Use Case : A User starts the UI, can execute saved queries, and see prior responses

Any user from any machine can access the COSMOSUI and view stored queries and responses that either, they, or a CMDBF developer (in the first use case) has created.

This use case is more geared to users having the ability to use shared queries and responses, whereas the first is geared to creating the queries.

How to implement this

  1. If we are persisting requests and results as XML files, they could be stored in <tomcat>\webapps\COSMOSUI\queries directory, which can be configured in the web.xml.
  2. Storing on the server means that you can pick the requests/queries up from anywhere.
  3. One thing to bare in mind is that, if the main reason for having this mechanism is to be able to easily create queries, store them, delete them and share them, then the developer probably has their own server running.

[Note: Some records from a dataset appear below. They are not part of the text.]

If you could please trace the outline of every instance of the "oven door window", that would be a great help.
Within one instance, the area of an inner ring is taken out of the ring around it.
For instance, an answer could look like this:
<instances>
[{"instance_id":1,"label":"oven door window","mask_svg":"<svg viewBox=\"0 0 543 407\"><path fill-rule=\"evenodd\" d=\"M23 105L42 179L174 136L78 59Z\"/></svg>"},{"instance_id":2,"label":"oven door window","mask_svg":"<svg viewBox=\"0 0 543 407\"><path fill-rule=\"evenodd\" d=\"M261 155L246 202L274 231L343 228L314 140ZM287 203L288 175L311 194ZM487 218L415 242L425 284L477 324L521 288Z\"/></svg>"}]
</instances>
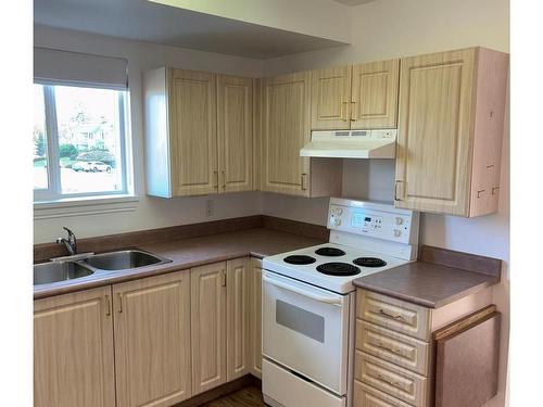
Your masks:
<instances>
[{"instance_id":1,"label":"oven door window","mask_svg":"<svg viewBox=\"0 0 543 407\"><path fill-rule=\"evenodd\" d=\"M325 318L323 316L280 300L276 302L275 313L277 323L325 343Z\"/></svg>"},{"instance_id":2,"label":"oven door window","mask_svg":"<svg viewBox=\"0 0 543 407\"><path fill-rule=\"evenodd\" d=\"M337 394L346 392L348 296L265 270L262 318L265 357Z\"/></svg>"}]
</instances>

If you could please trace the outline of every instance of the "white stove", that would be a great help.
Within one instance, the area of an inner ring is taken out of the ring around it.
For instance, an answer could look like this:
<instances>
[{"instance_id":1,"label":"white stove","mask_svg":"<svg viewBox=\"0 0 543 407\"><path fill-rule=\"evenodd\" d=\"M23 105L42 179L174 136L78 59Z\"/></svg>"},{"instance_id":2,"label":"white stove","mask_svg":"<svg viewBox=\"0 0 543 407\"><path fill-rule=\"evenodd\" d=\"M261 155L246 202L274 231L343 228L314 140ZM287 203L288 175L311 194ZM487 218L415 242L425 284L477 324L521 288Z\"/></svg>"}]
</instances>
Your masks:
<instances>
[{"instance_id":1,"label":"white stove","mask_svg":"<svg viewBox=\"0 0 543 407\"><path fill-rule=\"evenodd\" d=\"M263 394L276 407L349 407L353 280L416 259L418 213L330 199L328 243L263 259Z\"/></svg>"},{"instance_id":2,"label":"white stove","mask_svg":"<svg viewBox=\"0 0 543 407\"><path fill-rule=\"evenodd\" d=\"M315 253L318 249L327 247L341 250L344 254L337 256L326 256ZM289 258L292 258L293 256L313 258L314 262L311 264L292 264L286 262L286 259L289 260ZM382 259L386 265L377 267L355 265L354 260L359 258L379 258ZM317 270L319 266L329 263L346 263L349 265L353 265L353 267L357 267L358 271L355 275L351 276L330 276ZM324 243L316 246L300 249L292 252L265 257L263 268L273 270L274 272L286 277L291 277L293 279L307 282L316 287L320 287L326 290L330 290L340 294L346 294L355 290L355 287L353 285L354 279L368 276L374 272L384 271L390 268L401 266L405 263L408 263L408 260L376 252L370 252L363 249L350 247L343 244Z\"/></svg>"}]
</instances>

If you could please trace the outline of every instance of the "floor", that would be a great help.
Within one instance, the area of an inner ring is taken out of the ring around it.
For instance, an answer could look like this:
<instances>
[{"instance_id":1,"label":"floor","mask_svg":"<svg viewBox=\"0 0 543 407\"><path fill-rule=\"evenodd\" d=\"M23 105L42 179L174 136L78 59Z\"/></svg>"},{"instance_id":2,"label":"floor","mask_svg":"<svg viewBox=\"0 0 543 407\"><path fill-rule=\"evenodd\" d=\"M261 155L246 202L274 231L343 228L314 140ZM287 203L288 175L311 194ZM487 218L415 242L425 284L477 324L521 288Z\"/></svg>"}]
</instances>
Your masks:
<instances>
[{"instance_id":1,"label":"floor","mask_svg":"<svg viewBox=\"0 0 543 407\"><path fill-rule=\"evenodd\" d=\"M261 390L249 386L230 393L213 402L203 404L201 407L264 407Z\"/></svg>"}]
</instances>

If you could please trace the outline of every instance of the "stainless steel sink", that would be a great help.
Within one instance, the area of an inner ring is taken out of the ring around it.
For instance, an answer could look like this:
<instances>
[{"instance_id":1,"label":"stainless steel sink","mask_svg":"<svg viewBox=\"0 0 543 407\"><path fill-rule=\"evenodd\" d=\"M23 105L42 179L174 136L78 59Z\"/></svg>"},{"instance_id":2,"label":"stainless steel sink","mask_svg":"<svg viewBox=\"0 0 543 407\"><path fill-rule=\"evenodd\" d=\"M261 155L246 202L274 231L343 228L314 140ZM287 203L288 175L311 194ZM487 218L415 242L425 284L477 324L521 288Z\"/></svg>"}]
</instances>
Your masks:
<instances>
[{"instance_id":1,"label":"stainless steel sink","mask_svg":"<svg viewBox=\"0 0 543 407\"><path fill-rule=\"evenodd\" d=\"M76 262L49 262L34 265L34 285L51 284L91 276L94 270Z\"/></svg>"},{"instance_id":2,"label":"stainless steel sink","mask_svg":"<svg viewBox=\"0 0 543 407\"><path fill-rule=\"evenodd\" d=\"M161 265L172 262L140 250L124 250L111 253L94 254L83 260L83 264L98 270L126 270L131 268Z\"/></svg>"}]
</instances>

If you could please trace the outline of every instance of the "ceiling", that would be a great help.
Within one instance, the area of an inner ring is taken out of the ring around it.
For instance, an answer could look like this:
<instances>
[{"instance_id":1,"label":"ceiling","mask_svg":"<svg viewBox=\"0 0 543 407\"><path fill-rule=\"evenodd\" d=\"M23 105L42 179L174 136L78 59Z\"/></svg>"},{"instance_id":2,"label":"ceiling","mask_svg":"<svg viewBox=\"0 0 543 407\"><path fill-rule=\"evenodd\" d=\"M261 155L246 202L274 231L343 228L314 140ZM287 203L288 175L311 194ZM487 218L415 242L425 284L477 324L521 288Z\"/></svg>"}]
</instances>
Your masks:
<instances>
[{"instance_id":1,"label":"ceiling","mask_svg":"<svg viewBox=\"0 0 543 407\"><path fill-rule=\"evenodd\" d=\"M338 3L346 4L346 5L359 5L364 3L369 3L370 1L376 1L376 0L333 0L337 1Z\"/></svg>"},{"instance_id":2,"label":"ceiling","mask_svg":"<svg viewBox=\"0 0 543 407\"><path fill-rule=\"evenodd\" d=\"M34 0L34 23L261 60L344 44L146 0Z\"/></svg>"}]
</instances>

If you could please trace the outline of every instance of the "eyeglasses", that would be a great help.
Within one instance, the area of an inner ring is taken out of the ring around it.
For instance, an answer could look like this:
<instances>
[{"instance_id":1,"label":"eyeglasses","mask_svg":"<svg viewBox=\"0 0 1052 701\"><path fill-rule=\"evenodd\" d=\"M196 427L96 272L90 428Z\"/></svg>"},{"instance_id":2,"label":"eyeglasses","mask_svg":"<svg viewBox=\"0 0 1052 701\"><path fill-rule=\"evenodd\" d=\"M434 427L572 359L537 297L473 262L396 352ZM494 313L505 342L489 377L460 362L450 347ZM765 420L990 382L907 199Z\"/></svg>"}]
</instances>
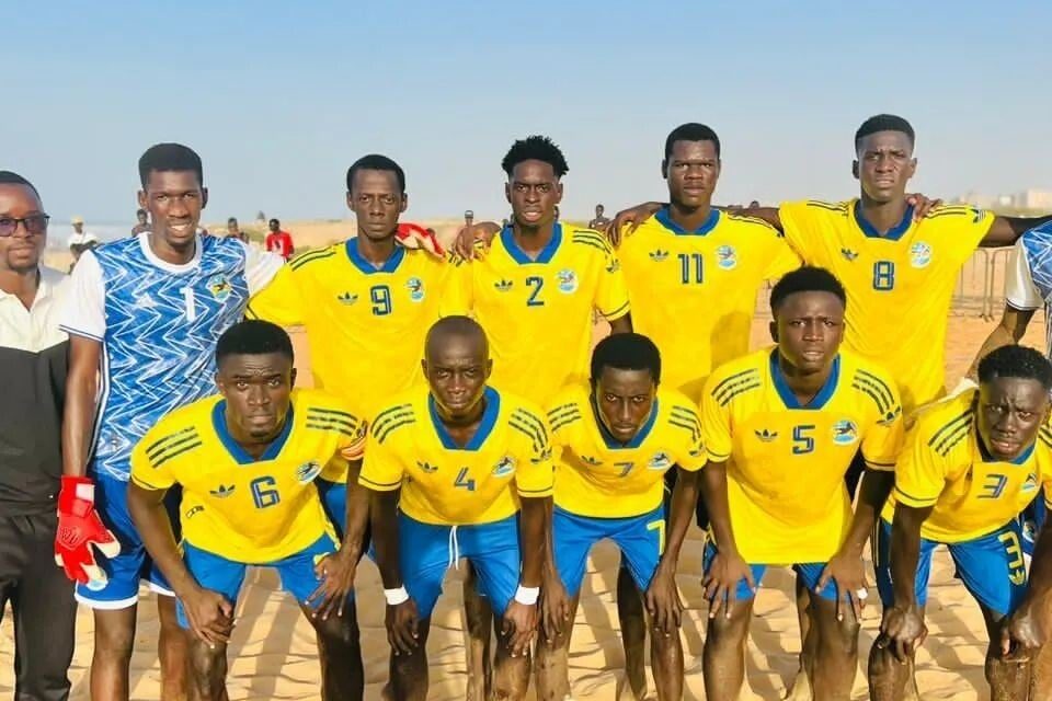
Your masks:
<instances>
[{"instance_id":1,"label":"eyeglasses","mask_svg":"<svg viewBox=\"0 0 1052 701\"><path fill-rule=\"evenodd\" d=\"M19 230L20 223L25 227L27 233L47 233L47 222L50 221L50 219L47 215L30 215L22 219L0 217L0 238L14 235L14 232Z\"/></svg>"}]
</instances>

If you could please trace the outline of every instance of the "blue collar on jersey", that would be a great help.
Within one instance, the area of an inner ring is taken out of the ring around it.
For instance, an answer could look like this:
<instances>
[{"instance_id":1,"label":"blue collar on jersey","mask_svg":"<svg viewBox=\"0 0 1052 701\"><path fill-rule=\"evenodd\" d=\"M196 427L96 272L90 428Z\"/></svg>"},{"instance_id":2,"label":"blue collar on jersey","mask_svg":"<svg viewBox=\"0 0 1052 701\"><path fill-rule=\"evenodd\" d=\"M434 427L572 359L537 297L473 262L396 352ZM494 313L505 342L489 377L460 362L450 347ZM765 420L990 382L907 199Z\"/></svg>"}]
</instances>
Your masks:
<instances>
[{"instance_id":1,"label":"blue collar on jersey","mask_svg":"<svg viewBox=\"0 0 1052 701\"><path fill-rule=\"evenodd\" d=\"M668 229L676 235L704 237L709 231L712 231L712 229L716 229L716 225L720 223L720 210L713 208L712 211L709 212L709 218L705 220L705 223L694 231L688 231L673 221L672 215L668 214L668 207L662 207L659 209L654 215L654 219L658 220L658 223L663 226L665 229Z\"/></svg>"},{"instance_id":2,"label":"blue collar on jersey","mask_svg":"<svg viewBox=\"0 0 1052 701\"><path fill-rule=\"evenodd\" d=\"M558 221L552 226L551 229L551 239L548 241L548 244L540 250L540 254L537 256L537 260L530 258L526 253L523 252L518 244L515 243L515 234L512 231L512 225L507 225L501 229L501 243L504 244L504 250L507 251L507 254L512 256L512 260L524 265L527 263L550 263L552 256L556 255L556 251L559 250L559 244L562 242L562 225Z\"/></svg>"},{"instance_id":3,"label":"blue collar on jersey","mask_svg":"<svg viewBox=\"0 0 1052 701\"><path fill-rule=\"evenodd\" d=\"M603 423L603 418L599 415L599 407L595 403L595 394L590 398L588 403L592 405L592 417L595 420L595 425L599 427L599 435L603 436L603 443L605 443L606 447L610 450L631 450L639 448L643 445L643 441L647 440L647 436L650 435L651 428L654 427L654 422L658 421L658 398L655 397L654 403L650 406L650 416L648 416L643 425L639 427L639 430L636 432L631 440L621 443L610 433L606 424Z\"/></svg>"},{"instance_id":4,"label":"blue collar on jersey","mask_svg":"<svg viewBox=\"0 0 1052 701\"><path fill-rule=\"evenodd\" d=\"M347 257L351 258L351 262L354 263L354 266L365 273L366 275L371 275L373 273L393 273L398 269L399 264L402 262L402 258L405 257L405 249L400 245L395 246L395 252L391 253L391 257L384 261L384 265L376 267L358 253L358 238L347 239L346 243Z\"/></svg>"},{"instance_id":5,"label":"blue collar on jersey","mask_svg":"<svg viewBox=\"0 0 1052 701\"><path fill-rule=\"evenodd\" d=\"M1038 445L1038 439L1036 438L1030 447L1019 453L1019 457L1015 460L998 460L994 456L990 455L990 450L986 449L986 445L983 443L983 437L979 435L979 424L975 425L975 443L979 444L979 455L983 457L983 462L1006 462L1008 464L1022 464L1030 459L1030 456L1033 455L1033 449Z\"/></svg>"},{"instance_id":6,"label":"blue collar on jersey","mask_svg":"<svg viewBox=\"0 0 1052 701\"><path fill-rule=\"evenodd\" d=\"M822 386L822 389L819 390L819 393L808 402L807 404L800 404L800 401L797 399L797 395L792 393L792 390L789 389L789 382L786 380L786 376L781 372L781 367L778 365L778 348L775 347L770 352L770 378L775 382L775 390L778 391L778 397L781 398L782 403L786 405L786 409L822 409L833 398L833 393L836 391L836 384L841 379L841 354L836 354L836 357L833 358L833 369L830 370L830 377L825 379L825 384Z\"/></svg>"},{"instance_id":7,"label":"blue collar on jersey","mask_svg":"<svg viewBox=\"0 0 1052 701\"><path fill-rule=\"evenodd\" d=\"M855 207L853 209L855 214L855 222L858 225L858 228L862 230L862 233L866 234L867 239L888 239L889 241L897 241L906 233L910 229L910 225L913 222L913 205L906 205L906 212L902 215L902 221L896 223L894 227L888 230L888 235L881 235L880 231L877 231L877 228L869 223L869 220L862 216L862 207L859 200L855 200Z\"/></svg>"},{"instance_id":8,"label":"blue collar on jersey","mask_svg":"<svg viewBox=\"0 0 1052 701\"><path fill-rule=\"evenodd\" d=\"M238 464L252 464L253 462L274 460L282 451L282 448L285 447L288 435L293 433L293 405L288 405L288 414L285 415L285 426L282 428L282 433L266 447L266 450L263 451L259 460L250 456L244 448L241 447L241 444L233 439L230 432L227 430L227 400L219 400L213 407L211 426L216 429L216 435L219 436L219 443L227 449L230 457L238 461Z\"/></svg>"},{"instance_id":9,"label":"blue collar on jersey","mask_svg":"<svg viewBox=\"0 0 1052 701\"><path fill-rule=\"evenodd\" d=\"M449 435L449 432L446 430L445 424L442 423L442 417L438 416L435 398L428 392L427 413L431 415L431 423L435 427L435 433L438 434L438 440L442 441L443 448L446 450L478 450L482 447L482 444L485 443L485 439L490 437L490 434L493 433L493 426L496 425L496 417L501 413L501 395L498 394L496 390L492 387L487 387L482 397L485 399L482 421L479 423L479 428L474 432L474 435L471 436L468 445L461 448L453 439L453 436Z\"/></svg>"}]
</instances>

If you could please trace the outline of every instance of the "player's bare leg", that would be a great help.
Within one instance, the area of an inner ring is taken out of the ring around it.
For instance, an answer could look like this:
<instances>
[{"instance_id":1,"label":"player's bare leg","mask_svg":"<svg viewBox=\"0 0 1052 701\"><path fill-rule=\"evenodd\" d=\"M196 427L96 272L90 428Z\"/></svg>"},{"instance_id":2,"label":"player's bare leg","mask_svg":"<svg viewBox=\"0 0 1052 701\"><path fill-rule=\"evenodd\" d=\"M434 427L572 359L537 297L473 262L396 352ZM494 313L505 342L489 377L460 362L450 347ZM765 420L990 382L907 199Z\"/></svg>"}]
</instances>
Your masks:
<instances>
[{"instance_id":1,"label":"player's bare leg","mask_svg":"<svg viewBox=\"0 0 1052 701\"><path fill-rule=\"evenodd\" d=\"M707 701L737 701L745 680L745 641L753 601L735 601L728 618L721 608L709 619L701 653Z\"/></svg>"},{"instance_id":2,"label":"player's bare leg","mask_svg":"<svg viewBox=\"0 0 1052 701\"><path fill-rule=\"evenodd\" d=\"M647 696L647 621L643 617L643 598L636 581L625 566L617 570L617 620L621 624L621 645L625 646L625 676L632 698L642 701Z\"/></svg>"},{"instance_id":3,"label":"player's bare leg","mask_svg":"<svg viewBox=\"0 0 1052 701\"><path fill-rule=\"evenodd\" d=\"M127 701L128 667L135 644L138 606L95 609L95 648L91 656L92 701Z\"/></svg>"},{"instance_id":4,"label":"player's bare leg","mask_svg":"<svg viewBox=\"0 0 1052 701\"><path fill-rule=\"evenodd\" d=\"M413 654L396 655L391 651L389 664L390 682L387 686L392 701L427 701L427 634L431 619L416 622L416 650Z\"/></svg>"},{"instance_id":5,"label":"player's bare leg","mask_svg":"<svg viewBox=\"0 0 1052 701\"><path fill-rule=\"evenodd\" d=\"M157 620L160 635L157 656L161 663L161 701L186 699L188 641L175 617L175 597L157 595Z\"/></svg>"},{"instance_id":6,"label":"player's bare leg","mask_svg":"<svg viewBox=\"0 0 1052 701\"><path fill-rule=\"evenodd\" d=\"M490 662L490 640L493 630L493 609L489 600L479 594L474 566L467 563L464 578L465 632L468 635L468 691L467 701L485 701L493 688L493 665Z\"/></svg>"},{"instance_id":7,"label":"player's bare leg","mask_svg":"<svg viewBox=\"0 0 1052 701\"><path fill-rule=\"evenodd\" d=\"M300 608L318 639L322 701L362 701L365 669L354 602L345 605L343 616L330 616L324 621L312 617L313 609Z\"/></svg>"},{"instance_id":8,"label":"player's bare leg","mask_svg":"<svg viewBox=\"0 0 1052 701\"><path fill-rule=\"evenodd\" d=\"M191 701L229 701L227 696L227 644L210 645L183 631L187 642L188 692Z\"/></svg>"},{"instance_id":9,"label":"player's bare leg","mask_svg":"<svg viewBox=\"0 0 1052 701\"><path fill-rule=\"evenodd\" d=\"M570 620L561 633L549 632L541 620L537 636L537 701L562 701L570 696L570 636L580 602L580 593L570 599Z\"/></svg>"},{"instance_id":10,"label":"player's bare leg","mask_svg":"<svg viewBox=\"0 0 1052 701\"><path fill-rule=\"evenodd\" d=\"M679 701L683 699L683 641L679 639L679 629L665 634L654 627L652 619L649 623L650 666L654 670L658 701Z\"/></svg>"},{"instance_id":11,"label":"player's bare leg","mask_svg":"<svg viewBox=\"0 0 1052 701\"><path fill-rule=\"evenodd\" d=\"M844 620L836 620L836 601L811 597L809 637L815 637L814 657L809 676L814 698L822 701L847 701L858 668L859 622L850 605L843 602Z\"/></svg>"}]
</instances>

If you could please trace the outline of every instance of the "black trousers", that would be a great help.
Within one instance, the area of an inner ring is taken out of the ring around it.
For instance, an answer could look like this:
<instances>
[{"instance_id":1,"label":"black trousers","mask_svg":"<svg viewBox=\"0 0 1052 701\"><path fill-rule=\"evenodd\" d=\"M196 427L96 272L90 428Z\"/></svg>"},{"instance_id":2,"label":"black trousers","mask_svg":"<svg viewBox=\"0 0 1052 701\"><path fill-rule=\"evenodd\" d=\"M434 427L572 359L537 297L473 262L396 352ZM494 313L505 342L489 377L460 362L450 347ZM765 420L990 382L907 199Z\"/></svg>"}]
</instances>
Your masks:
<instances>
[{"instance_id":1,"label":"black trousers","mask_svg":"<svg viewBox=\"0 0 1052 701\"><path fill-rule=\"evenodd\" d=\"M15 701L65 701L77 602L55 565L55 513L0 516L0 617L14 616Z\"/></svg>"}]
</instances>

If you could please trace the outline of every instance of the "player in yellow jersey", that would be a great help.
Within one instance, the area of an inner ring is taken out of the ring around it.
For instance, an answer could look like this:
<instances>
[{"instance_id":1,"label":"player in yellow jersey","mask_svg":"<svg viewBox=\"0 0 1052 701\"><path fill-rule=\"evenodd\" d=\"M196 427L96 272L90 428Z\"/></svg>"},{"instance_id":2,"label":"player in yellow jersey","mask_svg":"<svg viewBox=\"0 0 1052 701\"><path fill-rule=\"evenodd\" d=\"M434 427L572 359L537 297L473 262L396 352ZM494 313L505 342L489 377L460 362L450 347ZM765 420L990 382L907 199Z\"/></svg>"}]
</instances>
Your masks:
<instances>
[{"instance_id":1,"label":"player in yellow jersey","mask_svg":"<svg viewBox=\"0 0 1052 701\"><path fill-rule=\"evenodd\" d=\"M427 334L428 388L373 422L361 482L373 492L395 701L427 698L426 643L446 571L461 558L502 617L491 698L523 699L550 538L549 429L534 404L488 384L485 333L448 317Z\"/></svg>"},{"instance_id":2,"label":"player in yellow jersey","mask_svg":"<svg viewBox=\"0 0 1052 701\"><path fill-rule=\"evenodd\" d=\"M338 549L312 482L361 461L365 424L344 402L294 390L293 345L274 324L244 321L216 346L220 395L162 418L135 447L128 507L179 597L192 698L227 698L227 643L248 566L278 571L318 633L321 696L362 699L354 602L361 541ZM182 555L164 510L180 485Z\"/></svg>"},{"instance_id":3,"label":"player in yellow jersey","mask_svg":"<svg viewBox=\"0 0 1052 701\"><path fill-rule=\"evenodd\" d=\"M884 604L870 652L870 698L903 698L924 642L933 551L949 547L957 576L979 601L990 634L994 701L1030 698L1029 660L1043 642L1052 536L1038 539L1030 586L1017 515L1052 486L1052 366L1037 350L998 348L979 364L979 389L925 410L895 467L895 489L873 541Z\"/></svg>"},{"instance_id":4,"label":"player in yellow jersey","mask_svg":"<svg viewBox=\"0 0 1052 701\"><path fill-rule=\"evenodd\" d=\"M615 334L595 347L590 383L568 387L548 412L558 451L551 538L557 545L546 561L538 698L569 698L568 651L581 584L592 545L605 538L618 544L636 585L647 593L658 698L683 697L679 548L662 554L662 497L665 472L676 470L672 519L689 522L705 449L696 405L675 390L659 389L661 376L653 341Z\"/></svg>"},{"instance_id":5,"label":"player in yellow jersey","mask_svg":"<svg viewBox=\"0 0 1052 701\"><path fill-rule=\"evenodd\" d=\"M814 697L850 693L867 597L862 549L893 481L902 409L883 369L839 349L845 300L828 271L789 273L770 295L777 346L722 366L706 384L710 701L741 690L753 596L768 565L792 565L813 593L805 644ZM844 475L859 451L869 469L853 516Z\"/></svg>"},{"instance_id":6,"label":"player in yellow jersey","mask_svg":"<svg viewBox=\"0 0 1052 701\"><path fill-rule=\"evenodd\" d=\"M398 218L408 205L398 163L378 154L358 159L347 169L347 206L358 234L296 256L249 307L250 317L304 325L315 386L350 402L361 416L423 381L420 348L453 272L442 258L397 243ZM357 491L357 475L350 483L351 513L358 515L352 530L361 530L367 496ZM323 475L318 489L330 516L346 528L343 475Z\"/></svg>"}]
</instances>

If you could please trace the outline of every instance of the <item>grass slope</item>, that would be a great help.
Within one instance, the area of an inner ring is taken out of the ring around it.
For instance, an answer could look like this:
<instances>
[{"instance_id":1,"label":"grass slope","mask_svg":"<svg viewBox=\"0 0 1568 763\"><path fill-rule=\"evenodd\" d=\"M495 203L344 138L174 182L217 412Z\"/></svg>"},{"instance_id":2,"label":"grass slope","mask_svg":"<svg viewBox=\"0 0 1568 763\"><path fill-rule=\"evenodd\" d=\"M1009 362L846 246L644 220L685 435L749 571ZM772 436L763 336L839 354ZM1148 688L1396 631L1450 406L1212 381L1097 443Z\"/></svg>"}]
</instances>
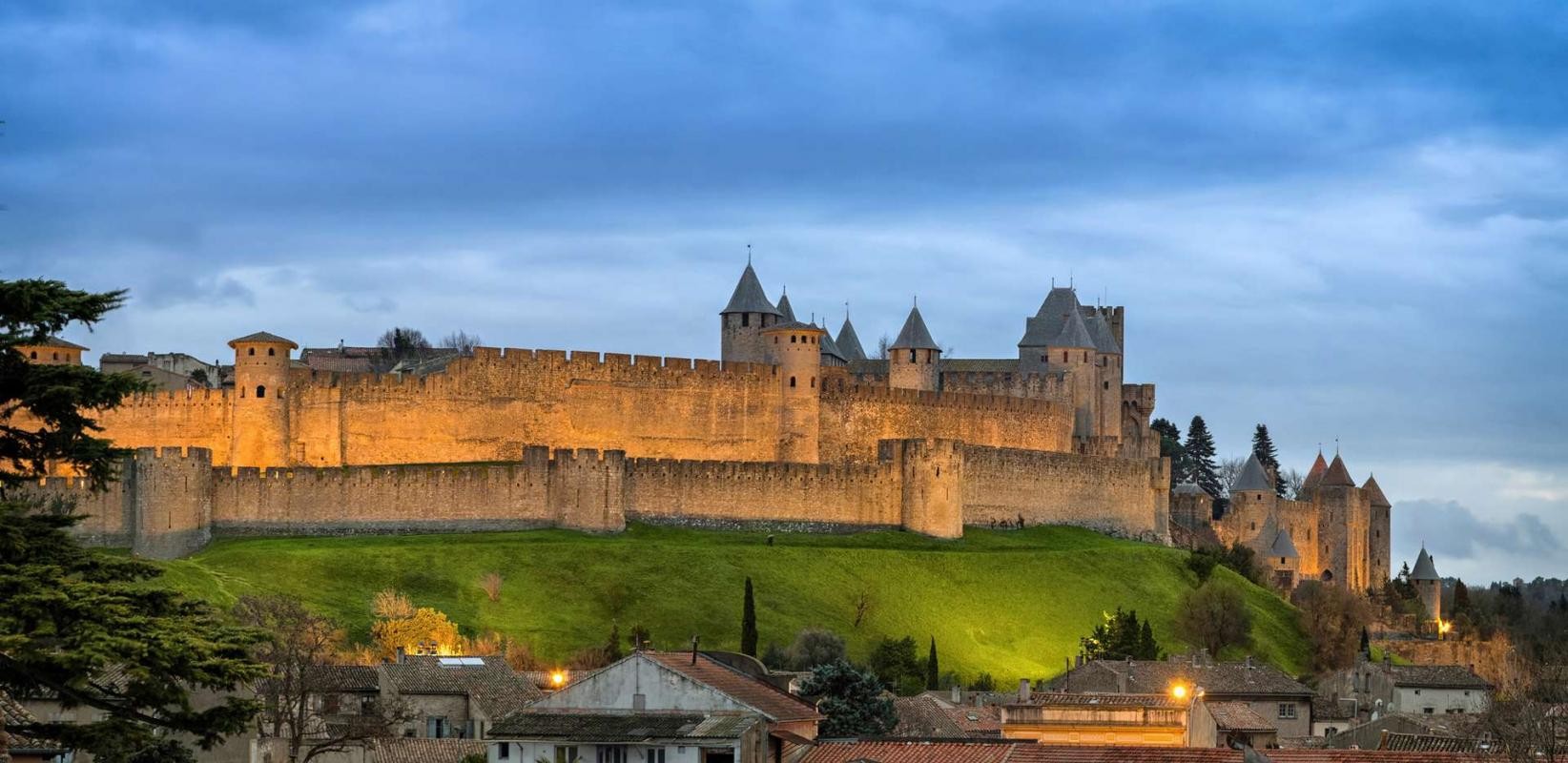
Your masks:
<instances>
[{"instance_id":1,"label":"grass slope","mask_svg":"<svg viewBox=\"0 0 1568 763\"><path fill-rule=\"evenodd\" d=\"M862 658L881 636L914 636L925 655L936 636L942 669L999 680L1047 677L1077 652L1079 636L1116 606L1152 619L1167 650L1182 592L1196 584L1185 553L1087 530L969 528L961 541L911 533L787 534L633 525L622 534L525 533L227 539L166 562L166 581L227 606L249 592L287 594L367 639L370 597L394 586L434 606L464 633L527 639L563 658L641 624L655 645L681 649L693 633L710 649L737 649L743 580L756 584L760 642L789 644L808 625L845 636ZM505 578L500 602L478 586ZM1232 575L1218 569L1215 575ZM1236 578L1237 581L1240 578ZM1243 583L1253 611L1247 650L1287 672L1306 667L1297 613ZM855 602L872 609L856 628ZM1239 656L1239 655L1237 655Z\"/></svg>"}]
</instances>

I don't see the maintenance of the persisted files would be something that you do in production.
  4. There needs to be a mechanism that allows someone to put their xml files in a specific place that web.xml points to so that when the UI starts up, it checks that area and populates the UI nodes. In effect you could say that if this mechanism does exist, that deleting a node or deleting a request or response could be done by removing the xml file.
  5. So requests and responses as xml files are maintainable, but the structure of the nodes also needs to be persisted. So if for example you had a node called "All Students" then create a directory called "All students", and the xml files would go into that directory. Just to reiterate, you could as a first phase use the directory structure, with xml files in them, as a manual way of maintaining things, then add the menu options as a second phase.


COSMOS dm queries.jpg

--Marty 07:42, 8 May 2008 (EDT)

Design

Consider the current architecture that outlines how the client browsers interact with the COSMOS UI to show queries in the navigator. A set of predefined queries are stored in a repository. This repository is read and loaded when the client browser starts up.

D2232701.JPG

Solution 1

There are two methods to support user defined queries. Traditionally, user data is stored on the server side. However there are several services that are required to manage user data on the server side. Consider the following architecture change.

D2232702.JPG

Notice that the server now needs a mechanism to manage user data (ie. user profiles, user login services, etc.)

Solution 2

The second method does not make use of the server to store user data. Rather the client browser stores the user data using the "DOM storage" feature provide in HTML 5 spec. (Refer to http://www.w3.org/TR/html5/#storage).

Consider the following diagram.

D2232703.JPG

Dom storage is currently only available inf FireFox 2. In other cases the Google Gadget or Flash storage plugin is required in the browser.